A quattro chilometri da Dignano, a 350 m ad est della strada maestra, troviamo un campanile romanico dal XII secolo. Fino al 1922. qui c’era anche una chiesa a navata unica, probabilmente un monastero.

Oggi sono visibili i resti della chiesa a pianta quadrata. Dopo il governo francese, il complesso passò in mani private. Nel 1927 la chiesa fu demolita per costruire una stalla. Fortunatamente il campanile fu preservato. Accanto al campanile c’è una cisterna sotterranea.

Storie e pensieri su San Giovanni

Per San Giovanni, come per tutti noi, la vocazione dà significato al più piccolo dettaglio della vita. Tutta la vita è soggetta ai piani che il Signore ha per ognuno di noi.
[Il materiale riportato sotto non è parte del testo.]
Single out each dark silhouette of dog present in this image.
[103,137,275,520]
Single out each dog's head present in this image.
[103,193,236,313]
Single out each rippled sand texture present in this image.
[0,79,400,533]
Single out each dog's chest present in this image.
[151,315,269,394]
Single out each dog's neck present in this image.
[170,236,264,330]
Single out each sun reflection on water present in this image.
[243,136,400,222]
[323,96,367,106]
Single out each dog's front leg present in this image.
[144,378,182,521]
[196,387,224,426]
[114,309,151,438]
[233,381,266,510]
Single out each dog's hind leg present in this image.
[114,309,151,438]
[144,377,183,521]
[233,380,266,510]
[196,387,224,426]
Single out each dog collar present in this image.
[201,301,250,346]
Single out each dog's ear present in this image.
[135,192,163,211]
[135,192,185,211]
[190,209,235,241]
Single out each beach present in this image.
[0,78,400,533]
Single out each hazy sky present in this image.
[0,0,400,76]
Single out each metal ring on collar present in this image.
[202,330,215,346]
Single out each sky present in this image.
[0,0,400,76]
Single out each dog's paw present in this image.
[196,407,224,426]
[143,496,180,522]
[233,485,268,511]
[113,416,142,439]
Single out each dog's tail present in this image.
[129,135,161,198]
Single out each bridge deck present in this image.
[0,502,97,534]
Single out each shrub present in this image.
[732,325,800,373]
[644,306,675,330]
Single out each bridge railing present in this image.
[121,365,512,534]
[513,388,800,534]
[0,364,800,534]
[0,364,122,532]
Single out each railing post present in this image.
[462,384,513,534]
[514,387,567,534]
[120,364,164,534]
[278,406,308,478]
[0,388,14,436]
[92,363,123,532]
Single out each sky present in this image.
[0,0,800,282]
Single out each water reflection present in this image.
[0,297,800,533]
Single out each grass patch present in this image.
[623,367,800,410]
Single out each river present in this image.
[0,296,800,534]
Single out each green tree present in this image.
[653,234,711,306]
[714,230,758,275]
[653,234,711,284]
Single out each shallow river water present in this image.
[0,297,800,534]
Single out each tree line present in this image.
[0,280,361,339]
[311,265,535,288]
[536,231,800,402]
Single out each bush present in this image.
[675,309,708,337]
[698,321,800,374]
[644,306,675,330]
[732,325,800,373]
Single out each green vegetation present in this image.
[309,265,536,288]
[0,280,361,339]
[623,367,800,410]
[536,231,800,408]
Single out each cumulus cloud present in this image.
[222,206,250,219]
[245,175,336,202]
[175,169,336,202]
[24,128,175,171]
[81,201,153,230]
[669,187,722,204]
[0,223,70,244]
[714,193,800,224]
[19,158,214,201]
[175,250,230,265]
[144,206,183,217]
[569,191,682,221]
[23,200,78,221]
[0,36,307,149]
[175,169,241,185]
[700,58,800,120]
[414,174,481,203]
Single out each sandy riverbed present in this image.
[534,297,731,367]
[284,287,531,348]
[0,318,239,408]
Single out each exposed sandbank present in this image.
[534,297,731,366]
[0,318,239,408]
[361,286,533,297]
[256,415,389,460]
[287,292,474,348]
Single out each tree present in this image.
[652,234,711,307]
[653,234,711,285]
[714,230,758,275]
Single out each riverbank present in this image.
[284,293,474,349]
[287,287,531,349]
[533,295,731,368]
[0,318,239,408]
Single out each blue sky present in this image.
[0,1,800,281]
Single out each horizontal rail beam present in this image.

La scoperta di una vocazione personale è il momento più importante. Tutto in noi sembra cambiare, anche se nulla è cambiato all’esterno. Come il paesaggio: sebbene sempre lo stesso, è diverso quando c’è il sole, quando ci splende di sopra la luna, o quando è oscurato dalla nebbia. Ogni scoperta aggiunge una nuova bellezza alle cose ed è un’introduzione a nuove scoperte e nuove luci, ancora più belle.

Tutta la vita di Giovanni fu diretta verso il suo Signore e Maestro; ha trovato il significato della sua vita nella fedeltà a Gesù. Non resistette affatto alla vocazione e rimase al Calvario quando tutti se ne andarono. Tale dovrebbe essere la nostra vita a meno che il Signore non ci mandi una vocazione speciale, poiché tutta la sua predicazione è una vocazione unica, un invito a seguirlo in una nuova vita il cui segreto detiene da solo: “Qualcuno mi seguirà?…”

“Giovanni, che hai accolto nella tua casa Maria come Madre, fa che la sua presenza non ci abbandoni mai e la sua intercessione custodisca ed accresca in noi la fede. Aiutaci a correre perseveranti verso le mete che l’amore ci indica, per annunciare insieme a te, a tutti, la gioia della Risurrezione di Cristo. San Giovanni, Apostolo ed Evangelista, prega per noi!”